Un soir cependant, lorsqu’il a eu fini son inspection il est venu sur la terrasse, devant le parc (le parc de chez la Française, c’est-à-dire un morceau enclos de murs à demi rendu à la jungle, à la forêt, avec des feuillages sauvages, des branches et des lianes qui s’épousent et viennent fermer la vue au-dessus de ce qui reste des allées et chemins, une partie qu’on peut encore parcourir, des bosquets qui se sont enflés, qui débordent, qui s’échevellent, mais il reste devant la terrasse une sorte d’esplanade de sorte qu’il n’est pas désagréable de s’asseoir là, devant ce mur de végétation sauvage, qui s’anime parfois d’un plumage de perroquet ou de perruche, qui bruit de vie invisible et où se reflètent faiblement les lumières de la maison, elle violemment éclairée de toutes ses fenêtres et de toutes ses croisées.

Donc nous nous sommes retrouvés sur la terrasse, la nuit tombée depuis un bon moment déjà, à quelques mètres l’un de l’autre. Je crois qu’il ne m’avait pas vu lorsqu’il est venu s’installer ici, son regard de côté lorsqu’il s’est aperçu que j’étais assis là, un verre à la main comme lui. Ou plutôt: le regard de côté qu’il a dirigé vers moi, j’étais un peu à l’arrière de son fauteuil de sorte que je n’avais pas besoin de tourner beaucoup la tête pour le regarder, lui en revanche devait la tourner un peu vers l’arrière, de sorte que je le regardais lorsqu’il s’est tourné vers moi, je le regardais mais peut-être ne s’en est-il pas aperçu: j’avais la lumière de la maison derrière moi et mon visage était donc dans l’ombre, lui en revanche, son visage, son profil, de trois-quart, s’est trouvé éclairé lorsqu’il s’est tourné vers moi. Le regard qu’il me jeta alors semblait le regard de quelqu’un qui s’aperçoit qu’il n’est pas seul, qu’il y a quelqu’un assis à quelques mètres de lui un peu en arrière et qui se demande un temps dans quelle mesure exactement cette découverte l’ennuie.
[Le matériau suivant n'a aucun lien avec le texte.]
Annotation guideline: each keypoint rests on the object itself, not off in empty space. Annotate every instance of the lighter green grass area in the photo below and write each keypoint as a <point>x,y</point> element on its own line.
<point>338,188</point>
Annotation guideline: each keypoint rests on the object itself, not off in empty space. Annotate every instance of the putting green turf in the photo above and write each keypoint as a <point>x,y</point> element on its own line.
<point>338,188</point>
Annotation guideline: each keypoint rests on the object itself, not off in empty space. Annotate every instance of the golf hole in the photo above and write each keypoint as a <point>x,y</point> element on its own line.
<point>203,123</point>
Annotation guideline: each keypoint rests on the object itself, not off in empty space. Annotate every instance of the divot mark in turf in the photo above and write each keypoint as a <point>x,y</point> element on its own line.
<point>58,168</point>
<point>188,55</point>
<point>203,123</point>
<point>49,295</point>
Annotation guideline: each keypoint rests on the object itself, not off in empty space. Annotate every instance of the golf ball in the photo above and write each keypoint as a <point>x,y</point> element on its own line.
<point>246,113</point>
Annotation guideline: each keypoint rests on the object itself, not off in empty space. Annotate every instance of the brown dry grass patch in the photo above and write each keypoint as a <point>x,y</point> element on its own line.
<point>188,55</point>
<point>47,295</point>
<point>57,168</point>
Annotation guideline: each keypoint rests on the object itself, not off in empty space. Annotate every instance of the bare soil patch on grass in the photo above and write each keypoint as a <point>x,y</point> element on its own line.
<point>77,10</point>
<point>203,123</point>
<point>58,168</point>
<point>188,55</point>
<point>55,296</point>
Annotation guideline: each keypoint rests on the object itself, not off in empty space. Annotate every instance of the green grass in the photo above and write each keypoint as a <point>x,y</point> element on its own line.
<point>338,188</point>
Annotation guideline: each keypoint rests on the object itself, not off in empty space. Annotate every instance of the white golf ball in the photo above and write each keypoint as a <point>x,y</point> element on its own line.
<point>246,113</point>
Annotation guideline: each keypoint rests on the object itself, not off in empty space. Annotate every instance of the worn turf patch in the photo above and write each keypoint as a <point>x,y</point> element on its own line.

Plus tard je me suis rendu compte que malgré son caractère peu sociable, il n’aimait pas beaucoup la solitude, qu’il préférait la compagnie même s’il y semblait peu à sa place. Je l’ai revu en diverses assemblées, il ne tenait pas souvent le crachoir, intervenait par quelque réflexion sardonique, par une interjection ou par une plaisanterie. Mais ce soir là, ce que je me disais, c’était qu’il était ennuyé de découvrir qu’il n’était pas seul sur cette terrasse, que ce moment de détente solitaire lui était gâché ou plus exactement qu’il se demandait s’il laisserait cette découverte, la découverte d’un intrus, lui gâcher ce moment de détente solitaire. Il sembla d’abord avoir décidé qu’il ne se laisserait pas embêter, son visage avait à nouveau disparu, tourné vers la forêt, et puis la tête immobile et puis le mouvement vers l’arrière de quelqu’un qui boit. Je souris à mon tour et à mon tour bus après avoir, vers le profil perdu, esquissé de mon verre un geste de salutation.

Après deux ou trois minutes, je l’entendis, d’une voix assez forte mais indistincte, prononcer quelques phrases puis d’une voix plus haute et très articulé: « Auriez-vous du feu? » Il n’avait pas bougé de son fauteuil ni changé de position. Ne s’était pas tourné vers moi. Un silence de quelques secondes puis amusé je décidai de lui porter du feu. « Oui » fis-je en me levant et je m’approchai de son fauteuil. Il leva les yeux vers moi puis « Merci » dit-il avec quelque chose comme de la moquerie dans la voix, une moquerie pas insultante, plutôt déplacée, automatique et déplacée, il ne se moquait ni de moi ni de lui mais plutôt supposai-je de la situation, comme si je lui avais joué un bon tour en me rendant si obligeamment à sa demande.